“Thank you, Hollywood Foreign Press. Just to pick up on what Hugh Laurie said: You and all of us in this room really belong to the most vilified segments in American society right now. Think about it: Hollywood, foreigners and the press.
But who are we, and what is Hollywood anyway? It’s just a bunch of people from other places. I was born and raised and educated in the public schools of New Jersey. Viola was born in a sharecropper’s cabin in South Carolina, came up in Central Falls, Rhode Island; Sarah Paulson was born in Florida, raised by a single mum in Brooklyn. Sarah Jessica Parker was one of seven or eight kids in Ohio. Amy Adams was born in Vicenza, Italy. And Natalie Portman was born in Jerusalem. Where are their birth certificates? And the beautiful Ruth Negga was born in Addis Ababa, Ethiopia, raised in London — no, in Ireland I do believe, and she’s here nominated for playing a girl in small-town Virginia.

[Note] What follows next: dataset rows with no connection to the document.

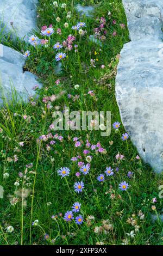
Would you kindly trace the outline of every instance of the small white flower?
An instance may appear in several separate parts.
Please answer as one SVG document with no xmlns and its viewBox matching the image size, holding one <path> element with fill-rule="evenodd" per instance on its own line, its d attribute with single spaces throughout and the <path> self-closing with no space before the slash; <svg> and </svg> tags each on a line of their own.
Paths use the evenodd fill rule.
<svg viewBox="0 0 163 256">
<path fill-rule="evenodd" d="M 7 231 L 8 233 L 11 233 L 13 232 L 14 228 L 13 228 L 12 226 L 8 226 L 7 227 Z"/>
<path fill-rule="evenodd" d="M 9 174 L 8 173 L 4 173 L 3 174 L 4 179 L 7 179 L 9 176 Z"/>
<path fill-rule="evenodd" d="M 77 90 L 79 88 L 79 84 L 76 84 L 76 86 L 74 86 L 74 88 Z"/>
</svg>

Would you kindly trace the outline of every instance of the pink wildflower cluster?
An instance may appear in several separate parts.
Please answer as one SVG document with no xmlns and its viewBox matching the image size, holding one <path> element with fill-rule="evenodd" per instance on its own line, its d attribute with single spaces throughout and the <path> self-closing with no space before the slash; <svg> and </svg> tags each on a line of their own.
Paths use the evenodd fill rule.
<svg viewBox="0 0 163 256">
<path fill-rule="evenodd" d="M 69 35 L 66 39 L 62 42 L 62 46 L 66 50 L 71 51 L 73 49 L 73 43 L 76 40 L 76 37 L 72 35 Z"/>
<path fill-rule="evenodd" d="M 107 34 L 107 31 L 105 28 L 106 20 L 104 17 L 102 17 L 100 19 L 97 18 L 96 20 L 99 22 L 99 24 L 98 27 L 93 29 L 95 36 L 99 40 L 104 41 L 106 39 L 106 35 Z"/>
</svg>

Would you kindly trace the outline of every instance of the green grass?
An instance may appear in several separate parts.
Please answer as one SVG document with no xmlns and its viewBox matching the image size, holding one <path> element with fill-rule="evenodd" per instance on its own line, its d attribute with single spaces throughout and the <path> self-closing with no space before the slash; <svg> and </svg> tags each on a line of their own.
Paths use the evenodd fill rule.
<svg viewBox="0 0 163 256">
<path fill-rule="evenodd" d="M 83 18 L 86 23 L 87 34 L 82 38 L 77 35 L 75 44 L 78 45 L 78 52 L 75 53 L 74 50 L 68 52 L 68 58 L 62 61 L 62 72 L 56 75 L 54 72 L 55 52 L 52 46 L 57 41 L 66 40 L 70 34 L 74 35 L 71 27 L 79 20 L 74 8 L 79 1 L 61 2 L 67 4 L 66 10 L 59 8 L 55 10 L 51 1 L 40 1 L 39 30 L 36 34 L 40 37 L 43 25 L 52 24 L 55 32 L 58 28 L 61 29 L 61 35 L 55 33 L 51 36 L 49 47 L 39 46 L 35 48 L 25 43 L 18 41 L 13 45 L 8 41 L 18 51 L 30 51 L 24 69 L 37 74 L 43 87 L 38 91 L 38 99 L 23 104 L 14 101 L 14 103 L 0 110 L 0 127 L 3 129 L 0 130 L 0 185 L 4 190 L 4 199 L 0 200 L 0 244 L 95 245 L 103 242 L 121 245 L 126 240 L 129 245 L 162 245 L 162 224 L 159 218 L 154 223 L 151 218 L 151 214 L 161 213 L 162 200 L 158 193 L 162 179 L 141 160 L 136 159 L 138 153 L 130 139 L 122 141 L 121 137 L 125 130 L 122 124 L 119 132 L 111 128 L 110 136 L 106 137 L 101 137 L 100 131 L 94 130 L 56 132 L 64 139 L 62 142 L 57 140 L 49 151 L 46 145 L 50 140 L 38 142 L 40 136 L 48 133 L 49 126 L 54 120 L 53 112 L 56 109 L 62 111 L 65 106 L 70 107 L 70 111 L 111 111 L 111 124 L 121 121 L 115 95 L 115 75 L 117 54 L 123 44 L 129 41 L 121 1 L 104 0 L 98 3 L 92 18 Z M 95 2 L 92 3 L 97 3 Z M 108 16 L 109 10 L 111 13 L 110 17 Z M 66 13 L 70 11 L 72 17 L 68 20 Z M 61 18 L 59 23 L 55 21 L 57 17 Z M 96 18 L 101 17 L 106 19 L 108 32 L 101 47 L 89 39 L 89 35 L 93 33 L 93 29 L 99 24 Z M 112 24 L 114 20 L 116 21 L 115 25 Z M 68 23 L 68 28 L 64 28 L 65 22 Z M 121 28 L 121 23 L 126 24 L 125 29 Z M 114 31 L 117 33 L 116 36 L 112 36 Z M 98 59 L 96 68 L 90 66 L 91 59 Z M 104 69 L 102 65 L 105 65 Z M 57 79 L 60 80 L 58 86 L 55 83 Z M 77 90 L 74 88 L 76 84 L 79 85 Z M 93 90 L 94 97 L 87 94 L 90 90 Z M 67 97 L 69 94 L 72 95 L 71 99 Z M 52 108 L 48 109 L 42 100 L 52 95 L 59 96 L 51 103 Z M 77 100 L 76 95 L 79 96 Z M 26 120 L 24 115 L 27 116 Z M 53 135 L 56 133 L 51 132 Z M 72 139 L 74 137 L 81 139 L 80 148 L 74 147 Z M 79 179 L 84 180 L 85 189 L 77 194 L 74 192 L 73 184 L 78 179 L 75 174 L 79 168 L 71 159 L 80 155 L 82 156 L 80 161 L 86 163 L 83 151 L 87 139 L 92 144 L 100 141 L 106 153 L 91 151 L 91 171 L 85 178 L 81 175 Z M 20 147 L 21 142 L 24 142 L 23 147 Z M 124 155 L 124 159 L 117 161 L 115 156 L 118 153 Z M 14 162 L 15 155 L 18 157 L 16 162 Z M 33 163 L 33 167 L 27 168 L 26 165 L 30 163 Z M 57 175 L 58 168 L 63 166 L 71 169 L 67 182 Z M 114 175 L 99 183 L 97 180 L 98 175 L 104 173 L 108 166 L 114 169 Z M 118 172 L 115 170 L 117 167 Z M 131 179 L 127 176 L 129 170 L 134 173 Z M 24 174 L 23 178 L 18 176 L 20 172 Z M 9 174 L 7 179 L 4 178 L 5 173 Z M 124 180 L 130 186 L 127 191 L 118 189 L 118 184 Z M 14 185 L 16 181 L 20 183 L 17 187 Z M 27 194 L 23 197 L 23 203 L 22 189 Z M 10 202 L 13 197 L 18 200 L 14 205 Z M 155 204 L 152 203 L 154 197 L 157 198 Z M 59 214 L 64 216 L 78 201 L 82 204 L 81 214 L 84 219 L 80 226 L 73 221 L 66 222 Z M 155 210 L 152 209 L 153 205 L 156 206 Z M 144 218 L 140 217 L 141 211 Z M 54 218 L 51 217 L 52 215 L 55 216 Z M 89 216 L 94 216 L 94 220 L 90 221 Z M 35 220 L 39 220 L 39 225 L 32 225 Z M 107 220 L 104 224 L 104 220 Z M 139 226 L 139 231 L 134 231 L 134 237 L 131 238 L 127 233 L 135 230 L 135 225 Z M 9 225 L 14 228 L 11 234 L 7 232 Z M 96 227 L 101 227 L 97 233 L 94 231 Z M 48 240 L 44 239 L 45 233 L 49 235 Z"/>
</svg>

Ryan Gosling, like all of the nicest people, is Canadian, and Dev Patel was born in Kenya, raised in London, and is here playing an Indian raised in Tasmania. So Hollywood is crawling with outsiders and foreigners. And if we kick them all out you’ll have nothing to watch but football and mixed martial arts, which are not the arts.”
Art, cinema and the creative industry isn’t defined by geographical boundaries because the projection is universal, and it is the amalgamation of different cultures and backgrounds that bring to the fore amazing stories and breathtaking performances. In today’s time where there are a lot of attacks on the freedom of expression, Meryl Streep’s speech comes as a whiff of fresh air. Managing Director Manish Tiwari said: “In the wake of many activities, which have taken place last year such as the banning of artists, there should be a global agreement to protect the freedom of movement of artists across the world.”